Abstract : In survival analysis it is quite common that heterogeneity between patients results in various survival response distributions. This heterogeneity can be controlled through known covariates (such as date of birth, age at diagnosis, gender, treatment, co-exposure, BMI, etc.) using regression-type models such as the Cox proportional hazard model and by performing stratified analyses or by incorporating a random effect in a frailty model. Other types of heterogeneous dataset arise when the incidence rate changes over the calendar time in a cohort study and specific models like age-period-cohort have been extensively studied to take into account this kind of heterogeneity. While theses models have proved to be most useful, it is however likely that unaccounted latent heterogeneity remains in the survival signal. This might be due for example to an unknown interaction between a treatment and some exposure, or to some unaccounted heterogeneity of the disease itself (for example an unknown cancer sub-type). For instance, age at diagnosis might be associated with a higher chance to receive a new treatment or BMI might be associated with a specific exposure.
In the present work, we suggest a new approach considering survival heterogeneity as a breakpoint model in an ordered sequence of survival responses. The survival responses might be ordered according to any numerical covariate (ties are possible) like age at diagnosis, BMI, etc. The basic idea being that heterogeneity will be detected as soon as it is associated with the chosen covariate. In such a model, we aim at two objectives: first we want to estimate the hazard rates and the proportional factors in each homogenous region through a Cox model. Secondly, we want to accurately provide the number and location of the breakpoints. Recently a constrained Hidden Markov Model (HMM) method was suggested in the context of breakpoint analysis (see Luong et al, 2013). This method allows to perform a full change-point analysis in a segment-based model (one parameter by segment) providing linear EM estimates of the parameter and a full specification of the posterior distribution of change points. In this talk we adapt this method to the context of survival analysis, where the estimation is performed through the EM algorithm to provide update of the hazard rate estimates and the posterior distribution at each iteration step.

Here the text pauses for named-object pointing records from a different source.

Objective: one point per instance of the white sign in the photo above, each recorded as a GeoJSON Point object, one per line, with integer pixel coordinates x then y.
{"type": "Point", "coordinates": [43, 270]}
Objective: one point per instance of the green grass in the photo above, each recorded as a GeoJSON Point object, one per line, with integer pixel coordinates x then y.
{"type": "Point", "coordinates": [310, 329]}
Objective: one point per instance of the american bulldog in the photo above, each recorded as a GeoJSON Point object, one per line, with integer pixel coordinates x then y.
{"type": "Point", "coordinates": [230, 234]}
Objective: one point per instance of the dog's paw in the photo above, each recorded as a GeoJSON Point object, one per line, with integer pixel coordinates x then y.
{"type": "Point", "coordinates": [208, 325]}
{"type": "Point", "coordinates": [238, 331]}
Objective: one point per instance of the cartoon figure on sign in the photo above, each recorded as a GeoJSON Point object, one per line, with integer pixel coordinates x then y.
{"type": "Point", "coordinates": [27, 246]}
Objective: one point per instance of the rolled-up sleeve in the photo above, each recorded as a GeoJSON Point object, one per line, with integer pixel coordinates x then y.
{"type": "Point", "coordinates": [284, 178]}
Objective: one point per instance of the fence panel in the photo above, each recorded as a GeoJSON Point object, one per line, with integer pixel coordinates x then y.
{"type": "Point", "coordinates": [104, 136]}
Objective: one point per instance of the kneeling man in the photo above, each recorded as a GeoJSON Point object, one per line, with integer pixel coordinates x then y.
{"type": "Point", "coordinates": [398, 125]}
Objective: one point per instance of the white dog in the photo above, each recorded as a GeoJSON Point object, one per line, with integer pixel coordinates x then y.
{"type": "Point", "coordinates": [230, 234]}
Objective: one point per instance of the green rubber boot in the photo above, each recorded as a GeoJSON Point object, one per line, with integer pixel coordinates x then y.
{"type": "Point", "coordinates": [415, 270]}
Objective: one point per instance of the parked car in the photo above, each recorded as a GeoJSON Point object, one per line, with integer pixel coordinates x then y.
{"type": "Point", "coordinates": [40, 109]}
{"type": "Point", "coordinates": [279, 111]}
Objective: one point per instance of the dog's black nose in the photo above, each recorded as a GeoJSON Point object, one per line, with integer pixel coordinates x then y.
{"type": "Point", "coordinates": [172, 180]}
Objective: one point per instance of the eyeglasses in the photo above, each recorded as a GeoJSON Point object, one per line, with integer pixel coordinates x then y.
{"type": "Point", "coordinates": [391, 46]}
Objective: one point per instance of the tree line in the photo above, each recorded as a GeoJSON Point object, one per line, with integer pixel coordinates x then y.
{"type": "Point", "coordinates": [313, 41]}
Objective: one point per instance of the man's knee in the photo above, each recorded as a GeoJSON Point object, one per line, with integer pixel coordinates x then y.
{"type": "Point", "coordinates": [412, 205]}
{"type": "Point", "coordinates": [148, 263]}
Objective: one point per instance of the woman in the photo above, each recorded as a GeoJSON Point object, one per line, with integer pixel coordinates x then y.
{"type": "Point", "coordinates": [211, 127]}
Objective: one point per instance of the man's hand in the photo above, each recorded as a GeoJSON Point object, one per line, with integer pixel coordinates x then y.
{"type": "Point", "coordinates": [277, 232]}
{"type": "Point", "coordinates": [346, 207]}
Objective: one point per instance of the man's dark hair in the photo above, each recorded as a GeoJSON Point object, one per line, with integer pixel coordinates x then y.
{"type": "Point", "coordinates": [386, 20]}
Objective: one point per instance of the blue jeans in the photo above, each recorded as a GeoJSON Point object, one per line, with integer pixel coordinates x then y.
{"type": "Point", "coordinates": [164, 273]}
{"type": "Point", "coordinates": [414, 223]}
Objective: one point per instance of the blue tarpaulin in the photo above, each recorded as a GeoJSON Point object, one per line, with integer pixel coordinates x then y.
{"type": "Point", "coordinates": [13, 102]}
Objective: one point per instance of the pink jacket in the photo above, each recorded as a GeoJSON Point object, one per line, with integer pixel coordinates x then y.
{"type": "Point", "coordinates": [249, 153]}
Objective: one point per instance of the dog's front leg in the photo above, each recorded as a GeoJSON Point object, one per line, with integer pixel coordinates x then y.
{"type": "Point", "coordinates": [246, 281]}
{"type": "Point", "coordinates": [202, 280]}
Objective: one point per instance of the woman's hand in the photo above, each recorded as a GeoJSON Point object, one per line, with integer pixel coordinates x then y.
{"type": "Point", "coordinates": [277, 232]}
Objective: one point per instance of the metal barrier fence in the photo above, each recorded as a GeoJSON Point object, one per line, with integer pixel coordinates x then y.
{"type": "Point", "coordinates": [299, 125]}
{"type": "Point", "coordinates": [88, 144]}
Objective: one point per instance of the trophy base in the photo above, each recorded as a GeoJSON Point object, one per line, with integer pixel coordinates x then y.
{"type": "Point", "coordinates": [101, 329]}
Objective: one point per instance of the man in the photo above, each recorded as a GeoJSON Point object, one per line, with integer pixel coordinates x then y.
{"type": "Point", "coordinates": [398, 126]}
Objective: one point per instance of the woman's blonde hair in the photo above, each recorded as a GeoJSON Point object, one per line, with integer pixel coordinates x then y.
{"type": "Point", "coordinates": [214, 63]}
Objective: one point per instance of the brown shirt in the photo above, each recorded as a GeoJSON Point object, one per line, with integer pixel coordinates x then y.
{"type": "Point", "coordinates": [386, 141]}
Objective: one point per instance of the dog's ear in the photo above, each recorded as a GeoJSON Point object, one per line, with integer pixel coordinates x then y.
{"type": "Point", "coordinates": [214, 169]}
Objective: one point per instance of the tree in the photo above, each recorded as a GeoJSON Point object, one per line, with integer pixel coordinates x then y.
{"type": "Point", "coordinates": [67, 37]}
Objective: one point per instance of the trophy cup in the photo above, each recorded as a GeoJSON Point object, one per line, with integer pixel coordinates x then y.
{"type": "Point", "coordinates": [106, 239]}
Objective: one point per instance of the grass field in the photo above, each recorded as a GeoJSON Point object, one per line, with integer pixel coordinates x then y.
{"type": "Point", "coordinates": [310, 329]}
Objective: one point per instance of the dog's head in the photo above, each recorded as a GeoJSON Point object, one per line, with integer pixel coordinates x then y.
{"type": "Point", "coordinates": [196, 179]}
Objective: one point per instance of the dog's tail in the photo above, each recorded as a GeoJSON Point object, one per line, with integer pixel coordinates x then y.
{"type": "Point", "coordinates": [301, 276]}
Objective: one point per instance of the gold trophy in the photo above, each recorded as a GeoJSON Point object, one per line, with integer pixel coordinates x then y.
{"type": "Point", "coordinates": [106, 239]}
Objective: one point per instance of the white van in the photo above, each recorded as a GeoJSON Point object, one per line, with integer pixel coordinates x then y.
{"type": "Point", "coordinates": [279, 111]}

The method will be illustrated on the dataset on diabetic patients from the Steno Memorial hospital in Copenhagen (dataset from Andersen et al., 1993), where the event times are ordered with respect to the calendar time of disease onset. On this dataset, the years of disease onset of the patients range from 1933 to 1972. A two breakpoint model is found from our method and survival functions and hazard ratios are estimated on each three segment. Our results clearly indicate a general medical improvement over time for Danish diabetic patients.